Jiva may choose to always choose to take the extra step, but he’s clear that it is only necessary when dealing with threading. He also points out that this is only a small piece of writing reentrant code. Furthermore, It seems like you should agree with me; on page 78 of the book:

So why a pattern that is only necessary when dealing with threads–and only makes sense if you understand multi-threading–when you are explicitly avoiding talking about multi-threading? Simply calling it a “general pattern” seems to miss all of these points–it resembles making all properties atomic because it might occassionally makes things a bit more thread-safe–albiet without any performance implications.

Finally, from your response it is not clear you understand the error in the code. Changing the line:

if ([UIDevice currentDevice].userInterfaceIdiom == UIUserInterfaceIdiomPad) {

to:

if (strongCell && [UIDevice currentDevice].userInterfaceIdiom == UIUserInterfaceIdiomPad) {

would fix this. Yes, the blog you cite make the same mistake–but without checking strongCell, there is no “guarantee that the cell hangs around”. As the example is written, the pattern in no way does what it purports to. it’s the single-threaded nature of the application–and much of UI code, even in a multi-threaded application–that prevents the error; and I would argue that is a much more general pattern than the second pattern illustrated in this example.
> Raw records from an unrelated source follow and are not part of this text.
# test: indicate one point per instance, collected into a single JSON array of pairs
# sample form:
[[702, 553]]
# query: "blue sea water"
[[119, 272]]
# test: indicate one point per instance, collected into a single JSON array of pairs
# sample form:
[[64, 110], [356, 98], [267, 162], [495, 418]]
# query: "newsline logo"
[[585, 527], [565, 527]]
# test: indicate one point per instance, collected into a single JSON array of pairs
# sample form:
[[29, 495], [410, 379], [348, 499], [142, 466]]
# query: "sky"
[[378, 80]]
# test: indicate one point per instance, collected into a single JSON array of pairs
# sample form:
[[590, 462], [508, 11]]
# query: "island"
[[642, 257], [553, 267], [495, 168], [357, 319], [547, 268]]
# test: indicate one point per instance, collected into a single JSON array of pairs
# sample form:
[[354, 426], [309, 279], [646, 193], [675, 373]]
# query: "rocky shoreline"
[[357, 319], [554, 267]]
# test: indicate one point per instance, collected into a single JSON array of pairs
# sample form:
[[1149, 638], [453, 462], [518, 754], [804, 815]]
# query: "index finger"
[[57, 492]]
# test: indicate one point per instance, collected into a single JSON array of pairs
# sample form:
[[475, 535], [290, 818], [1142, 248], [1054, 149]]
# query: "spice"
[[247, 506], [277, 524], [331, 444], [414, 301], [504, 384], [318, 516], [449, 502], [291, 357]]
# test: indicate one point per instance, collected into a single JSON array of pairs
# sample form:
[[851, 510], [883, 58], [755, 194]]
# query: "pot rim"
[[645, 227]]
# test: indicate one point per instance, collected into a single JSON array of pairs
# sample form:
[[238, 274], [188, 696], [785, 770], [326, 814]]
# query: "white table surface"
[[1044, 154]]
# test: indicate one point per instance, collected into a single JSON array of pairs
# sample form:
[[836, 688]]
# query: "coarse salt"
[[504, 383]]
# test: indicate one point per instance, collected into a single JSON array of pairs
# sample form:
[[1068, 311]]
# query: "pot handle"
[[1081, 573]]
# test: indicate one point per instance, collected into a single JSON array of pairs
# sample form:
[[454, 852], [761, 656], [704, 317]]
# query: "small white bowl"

It seems like the first concept–avoiding the retain cycle–would be a lot clearer without muddling it by including the second–worrying about a threading issue. If the pattern is viewed as important enough to merit inclusion, discussing it in chapter 21 when the main thread and dispatch_async seems like it would be more appropriate; then there would be some context, and there wouldn’t be the danger of confusing the two issues.


#4

Thank you for your thoughtful response; it was very helpful. I should have taken more time to respond to more of your points in my first reply.

I see two main problems here:

  1. The bug in the code. This is a problem and should be resolved. I did recognize it and should have responded to it in my last reply. As with many thing, though, it’s going to depend on the actual code as to whether the check for strongSelf is necessary. It is necessary in the book’s code, but it is not in the (albeit very simple) code in Jiva’s blog post.
  2. The fact that this is casually addressed in the book. You’re absolutely right here that this is part of a larger issue that is outside the scope of the book. I plan on revising this section soon.

I appreciate you stopping by the forums and bringing this up. Cheers!


#5

I appreciate the discussion at hand here. But for someone who is a noobie, could someone dumb it down into a summary for me? I found this section particularly confusing and perhaps something I will only understand later down the road.